]
I've been envisioning the L3 as a read/write cache for a single local (CCX) memory controller. That controller servicing requests over the interconnect, providing a uniform interface for whatever memory was attached. L3 is unified, but with multiple pools having different latencies corresponding to an address range.
The descriptions of the elsewhere seem to make it out to be localized to the L3, not being an LLC and not part of the northbridge. I'm not sure what behaviors or tests would indicate that the L3s are that closely linked to the memory controller.
Ideally, contended lines would be evicted to the L3, at which point the mostly exclusive properties would be useful. Moreover, E in L3 seems possible in the sense that uncontended clean lines in E state being evicted from the cores.
Contended lines would usually be mean there are live copies in one L2 or the other. I noted in passing that an exclusive line upon reading would convert to a shared status, making it drop from the L3 and/or snooping in general. In the case of an E line being evicted and then read back in by another CPU, the L3 would face the choice of invalidating its copy upon servicing the request or change it to shared--which in normal MOESI renders a line silent.
As an extension to MOESI, lines in E state might possibly respond with data and ownership transfer too (say if requests snoop other L2s inside CCX before going to the system), instead of transitioning to S state (which would require an invalidation broadcast when further transitioning to M/E) or not responding at all.
Exclusive is defined as the line being unique, which would normally preclude the L3 keeping the line in that status after responding to a read. Perhaps the math generally works out that a line in E status is either going to be written soon or satisfies enough demand for when it satisfies one additional read request before dropping to shared. Since the CCX probes both the L2 shadow tags and L3, there's no good way to trust an E line in one cache if there can be an S copy in the other.

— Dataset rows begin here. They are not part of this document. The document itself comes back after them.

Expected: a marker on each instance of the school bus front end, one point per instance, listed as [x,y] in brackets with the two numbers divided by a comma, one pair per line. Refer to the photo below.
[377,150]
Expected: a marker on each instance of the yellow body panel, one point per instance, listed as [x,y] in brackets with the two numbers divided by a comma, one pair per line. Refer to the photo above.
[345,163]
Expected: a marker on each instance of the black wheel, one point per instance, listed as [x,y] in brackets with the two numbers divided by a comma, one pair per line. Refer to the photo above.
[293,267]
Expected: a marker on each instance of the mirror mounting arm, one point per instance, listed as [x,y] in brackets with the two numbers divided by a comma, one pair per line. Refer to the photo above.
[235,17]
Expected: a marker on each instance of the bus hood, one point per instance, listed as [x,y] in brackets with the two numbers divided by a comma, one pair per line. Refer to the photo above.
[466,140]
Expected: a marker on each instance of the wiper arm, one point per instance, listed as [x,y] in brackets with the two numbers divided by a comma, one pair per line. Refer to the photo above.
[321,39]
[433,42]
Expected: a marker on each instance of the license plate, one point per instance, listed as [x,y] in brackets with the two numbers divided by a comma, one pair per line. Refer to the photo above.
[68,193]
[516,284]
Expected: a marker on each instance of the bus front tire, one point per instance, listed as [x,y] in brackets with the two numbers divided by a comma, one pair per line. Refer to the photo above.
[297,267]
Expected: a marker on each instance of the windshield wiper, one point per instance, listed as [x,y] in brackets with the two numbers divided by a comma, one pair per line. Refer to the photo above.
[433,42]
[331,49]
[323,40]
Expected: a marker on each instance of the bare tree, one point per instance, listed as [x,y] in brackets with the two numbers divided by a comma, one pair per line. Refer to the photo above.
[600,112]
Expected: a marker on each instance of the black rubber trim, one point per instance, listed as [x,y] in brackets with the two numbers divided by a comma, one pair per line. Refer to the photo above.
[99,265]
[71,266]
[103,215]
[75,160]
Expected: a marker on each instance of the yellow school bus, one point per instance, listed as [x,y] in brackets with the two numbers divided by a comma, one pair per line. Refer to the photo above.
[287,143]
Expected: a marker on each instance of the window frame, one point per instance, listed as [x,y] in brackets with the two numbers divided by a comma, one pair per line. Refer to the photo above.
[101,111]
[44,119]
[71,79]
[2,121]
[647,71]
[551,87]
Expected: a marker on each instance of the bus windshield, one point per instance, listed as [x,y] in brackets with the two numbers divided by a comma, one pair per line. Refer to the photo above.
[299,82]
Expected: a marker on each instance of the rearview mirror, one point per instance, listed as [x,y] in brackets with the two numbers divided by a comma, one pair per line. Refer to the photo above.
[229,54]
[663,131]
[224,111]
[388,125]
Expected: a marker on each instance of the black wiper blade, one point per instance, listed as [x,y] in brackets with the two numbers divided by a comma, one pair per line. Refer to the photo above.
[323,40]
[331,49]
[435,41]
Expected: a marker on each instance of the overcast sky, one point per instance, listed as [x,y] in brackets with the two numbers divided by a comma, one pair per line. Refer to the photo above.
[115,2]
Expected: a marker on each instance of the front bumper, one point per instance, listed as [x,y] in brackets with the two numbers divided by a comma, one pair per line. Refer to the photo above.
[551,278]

I can see a more in-line path for Modified and Owned lines evicting to the local L3. A modified line could drop to the L3 in the same status, and transition to O as needed. This sort of transition would allow for a mostly exclusive L3 without interfering as much with MOESI. This at least makes some sense for the prior CPUs that had MOESI but dropped the L3, although now that the L3 is supposedly not optional perhaps it is different.
An Owned line might be able to drop back to the L3 as well due to an L2 eviction and run as normal.

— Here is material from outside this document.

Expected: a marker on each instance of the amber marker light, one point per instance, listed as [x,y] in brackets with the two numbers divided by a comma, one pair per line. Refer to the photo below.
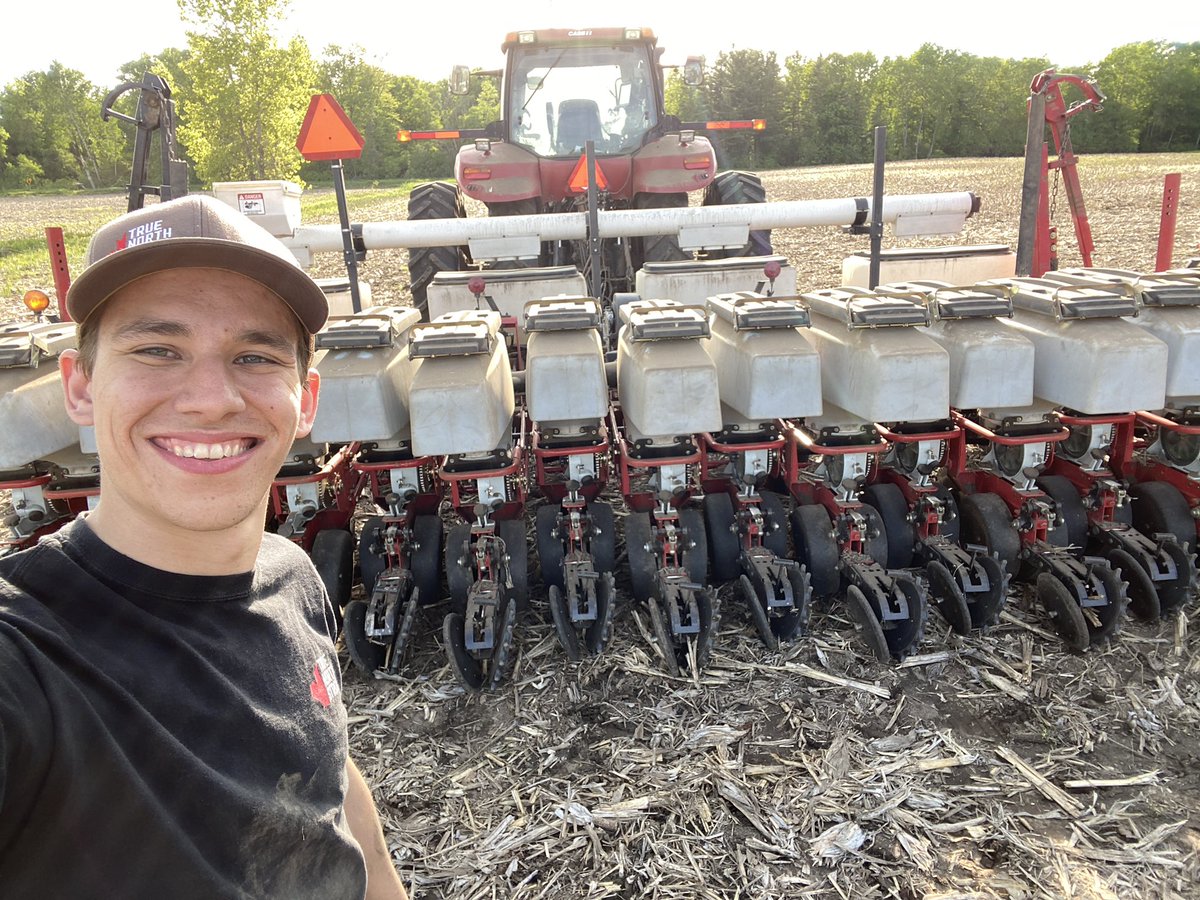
[37,301]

What might make this problematic is when it comes time to transition dirty lines in preparation for a request from another CCX. Depending on how the code works, it might explain why memory write bandwidth aligns with the inter-CCX bandwidth, if a transition for dirty lines throws them back to the controller/DRAM.
Plain MOESI may highlight the discrepancy in bandwidth within a CCX and the external fabric. MOESI seems to have limited amplification for sharing clean lines, and there are certain paths for sharing dirty lines that leave no amplification opportunities on the far side of an inter-CCX transfer (read places source line to O, remote cache line to S). I don't know if AMD's L3 arrangement may allow an Owned line to shift to Modified after a write probe without forcing a write to memory, but that might be problematic outside of the more tightly integrated local CCX L3 and nearby shadow tags.
Perhaps some of the problematic workloads have a lot of easily forwarded clean lines which MOESI doesn't utilize the CCX data paths as well for.
Alternately they could write to producer-consumer buffers sized to some fraction of a larger LLC rather than a set of smaller L3s or L2s, leading to more writebacks+invalidates and not utilizing internal CCX bandwidth well.
I may have missed the benchmarking of cache ping-pong latency or synchronization latency, which might be another factor for the workloads that show unusually low performance.